Een limitatie van de CAK-data is dat deze data alleen betrekking hebben op maatwerkvoorzieningen (zoals in de hoofdstuktitel verwoord). Een grote meerderheid van de gemeenten biedt de bovengenoemde hoofdproducten aan als maatwerkvoorziening, waardoor dit slechts een beperkte limitatie is. Bovendien presenteren we alleen de volumetrends van gemeenten die voor alle jaren volumedata hebben aangeleverd en die geen trendbreuken bevatten. Theoretisch is het dan weliswaar nog steeds mogelijk dat de trend deels beïnvloed wordt door een onderliggende verschuiving van maatwerkvoorzieningen naar algemene voorzieningen, maar een dergelijke verschuiving in de volumedata kan zich door deze voorzorgsmaatregelen in acht te nemen slechts voordoen bij een kleine minderheid van gemeenten, waardoor de limitatie beperkt blijft. Een tweede limitatie van de CAK-data is dat met name in de beginjaren niet alle gemeenten de volumedata correct hebben aangeleverd. We hebben er daarom net als bij de analyse van de CAK-tariefdata voor gekozen om in de analyse alleen volumereeksen mee te nemen van gemeenten die (a) een complete set hebben opgeleverd over alle jaren (2015-2018); (b) een set hebben opgeleverd zonder uitbijters; (c) een set hebben opgeleverd zonder trendbreuken in de reeks. Met inachtneming van deze strikt toegepaste randvoorwaarden zijn de CAK-data ons inziens een bruikbare databron voor het analyseren van volumetrends.
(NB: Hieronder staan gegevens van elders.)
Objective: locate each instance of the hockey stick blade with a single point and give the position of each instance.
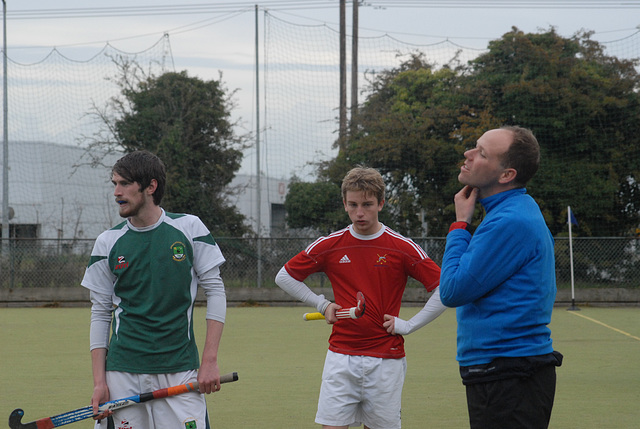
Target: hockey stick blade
(15, 419)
Voorafgaand aan de analyse van de volumetrends hebben we een aantal wetenschappelijk gebruikelijke correcties op de data aangebracht, namelijk een correctie voor uitbijters, correctie voor trendbreuken en een selectie van subproducten op basis van het aantal datapunten. Voor een technische toelichting op de voorbereiding op de analyse van de tarieftrends op basis van de genoemde databronnen, zie bijlage 2.

Net als de analyse van de prijstrends heeft, heeft de analyse van de volumes volumetrends opgeleverd op het niveau van de verschillende door gemeenten gehanteerde productnamen. Net als bij de prijstrends presenteren we in dit hoofdstuk per hoofdproduct de volumetrends van de twee meest gehanteerde productnamen.
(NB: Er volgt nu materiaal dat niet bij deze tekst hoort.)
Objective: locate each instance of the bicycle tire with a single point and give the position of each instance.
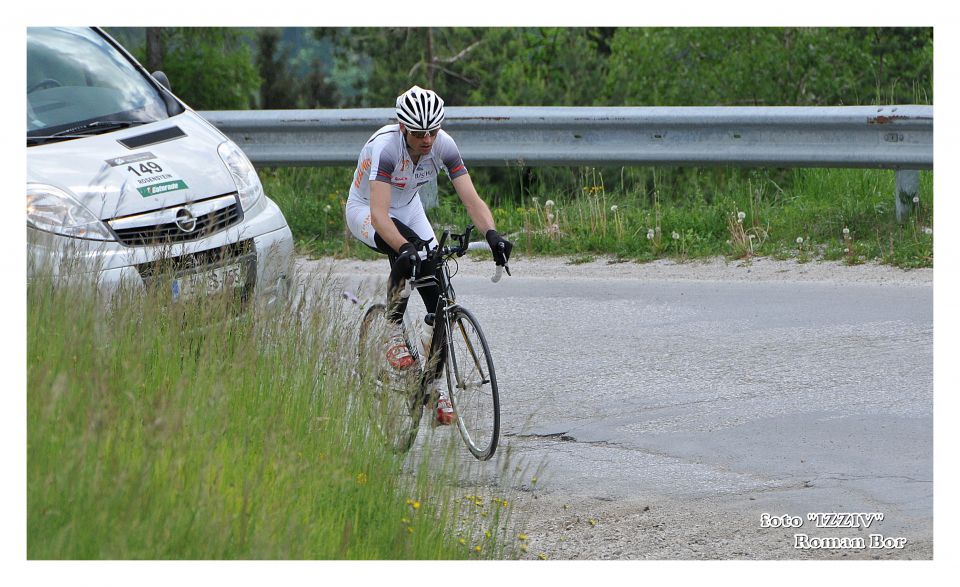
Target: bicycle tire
(394, 402)
(472, 384)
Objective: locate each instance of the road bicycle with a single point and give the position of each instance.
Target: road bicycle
(398, 398)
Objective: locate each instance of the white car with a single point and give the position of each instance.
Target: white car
(128, 179)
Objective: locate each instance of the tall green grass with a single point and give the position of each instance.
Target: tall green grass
(161, 430)
(645, 213)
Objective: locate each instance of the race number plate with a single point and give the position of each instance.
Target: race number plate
(210, 282)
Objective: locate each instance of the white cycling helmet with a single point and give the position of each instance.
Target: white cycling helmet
(420, 109)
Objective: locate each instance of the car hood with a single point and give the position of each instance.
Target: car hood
(136, 170)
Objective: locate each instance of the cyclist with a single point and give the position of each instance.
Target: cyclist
(385, 213)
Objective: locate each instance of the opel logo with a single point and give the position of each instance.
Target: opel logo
(185, 220)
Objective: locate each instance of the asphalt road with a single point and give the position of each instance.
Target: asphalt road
(731, 399)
3.1.2 Leeswijzer bij dit hoofdstuk

In de navolgende paragrafen geven we per hoofdproduct een vrijwel volledige beantwoording van

onderzoeksvraag 4, namelijk: wat is de volumeontwikkeling van de ingekochte Wmo-dienstverlening over de jaren 2015 t/m 2019? We presenteren bij elk hoofdproduct de twee producten met het grootste aantal datapunten in de onderliggende datasets. Op het moment van schrijven is het jaar 2019 nog niet afgelopen. We presenteren in

deze tweede meting daarom alleen de volumes 2015-2018. Bij het uitbrengen van de rapportage van de derde en laatste meting zijn naar verwachting ook de volumes voor het jaar 2019 bij CAK volledig beschikbaar.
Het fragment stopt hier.